À titre d’exemple et dans leur étude portant sur l’insertion professionnelle de jeunes Français à Montréal ayant décidé de retourner en France (Papinot, Leher, Vilbrod (2012), les auteurs rapportent que sur les dix-huit Français interrogés, seuls dix avaient réussi à décrocher un emploi stable durant leur séjour (de 6 ans) au Québec. De plus et pour ceux restés au Québec, ce sont alors cinq sur vingt-cinq interrogés qui occupaient en 2012 un emploi permanent (soit 20% seulement), tandis que cinq autres occupaient un emploi de travailleur autonome au moment de l’enquête.
Ils précisent qu’il apparaît dès lors « qu’instabilité et déclassement participent sans aucun doute de la décision de rentrer en France et, de fait, un des points d’achoppement semble manifestement se constituer autour d’une adaptation à la flexibilité d’emploi comme norme du marché du travail nord-américain » (p.343).

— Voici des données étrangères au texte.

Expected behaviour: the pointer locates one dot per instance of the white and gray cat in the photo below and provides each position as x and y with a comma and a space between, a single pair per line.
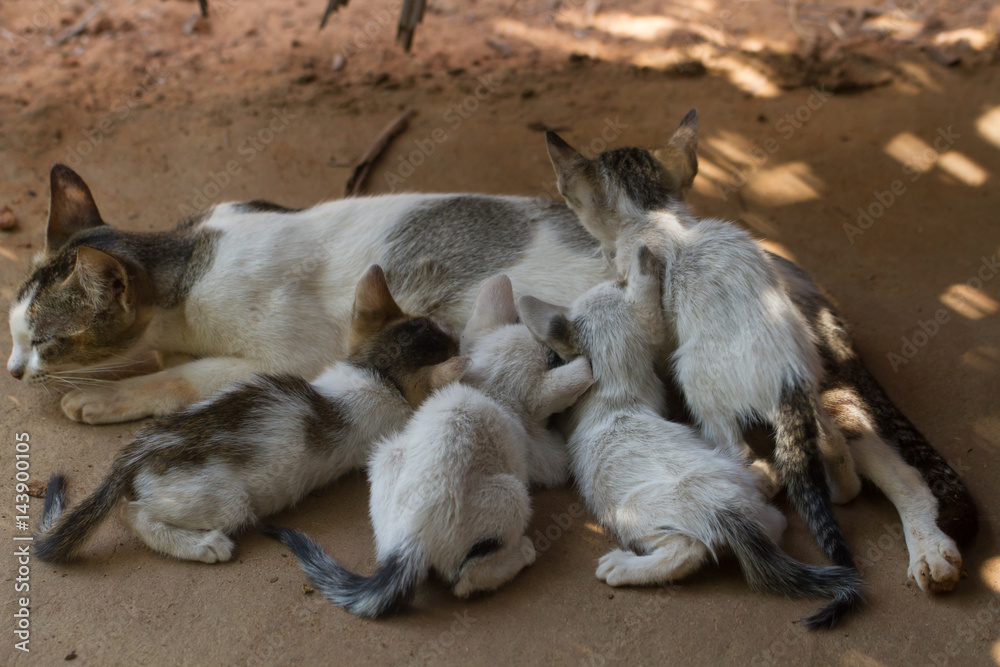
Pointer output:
254, 288
194, 479
670, 497
740, 319
450, 493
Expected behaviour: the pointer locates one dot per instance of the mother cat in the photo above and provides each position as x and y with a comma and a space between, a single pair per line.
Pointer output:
256, 288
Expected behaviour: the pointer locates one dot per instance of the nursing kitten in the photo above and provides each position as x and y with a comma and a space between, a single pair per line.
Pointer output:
199, 476
882, 444
669, 497
737, 346
450, 493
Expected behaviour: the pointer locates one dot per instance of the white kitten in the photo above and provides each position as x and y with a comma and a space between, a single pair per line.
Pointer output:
195, 478
450, 493
670, 498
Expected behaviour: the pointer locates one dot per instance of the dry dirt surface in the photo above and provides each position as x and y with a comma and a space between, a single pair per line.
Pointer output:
863, 141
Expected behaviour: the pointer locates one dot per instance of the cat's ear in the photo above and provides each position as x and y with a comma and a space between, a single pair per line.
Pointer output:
71, 208
563, 385
493, 308
679, 156
374, 306
645, 276
565, 159
103, 277
430, 378
550, 324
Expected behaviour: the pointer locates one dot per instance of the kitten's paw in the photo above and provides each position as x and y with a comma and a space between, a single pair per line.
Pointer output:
528, 550
767, 478
102, 406
613, 567
938, 568
215, 548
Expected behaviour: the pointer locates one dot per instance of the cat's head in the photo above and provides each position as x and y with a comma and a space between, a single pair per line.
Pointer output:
83, 302
616, 324
508, 361
621, 184
415, 353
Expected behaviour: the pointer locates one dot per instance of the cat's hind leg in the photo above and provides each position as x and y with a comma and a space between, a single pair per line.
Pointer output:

Cette situation qui témoigne d’une relative difficulté du Québec à garder sur son sol une population aussi qualifiée est là encore d’autant plus regrettable pour la province que l’immigration française y pèse tout de même d’un certain poids tant sur le plan démographique qu’économique, dans un contexte, ou le Québec connaît actuellement, rappelons-le, une situation de pénurie de main-d’œuvre qualifiée !
Sur le plan politique, la question est clairement d’actualité puisque le gouvernement provincial est actuellement en train d’opérer certains changements, s’inspirant ainsi de la modernisation de la loi sur l’immigration faite par Ottawa. Je journal le Devoir (2015) souligne à cet effet que » l’accent sera mis sur l’économie, par une meilleure adéquation entre le recrutement des immigrants et les besoins de main-d’oeuvre « . » La clé : dénicher les candidats ayant le bon profil pour occuper les emplois vacants ».
Même si de ce point de vue, les lignes de force semblent bouger, il n’en demeure pas moins qu’au niveau des individus la réalité demeure bien contrastée.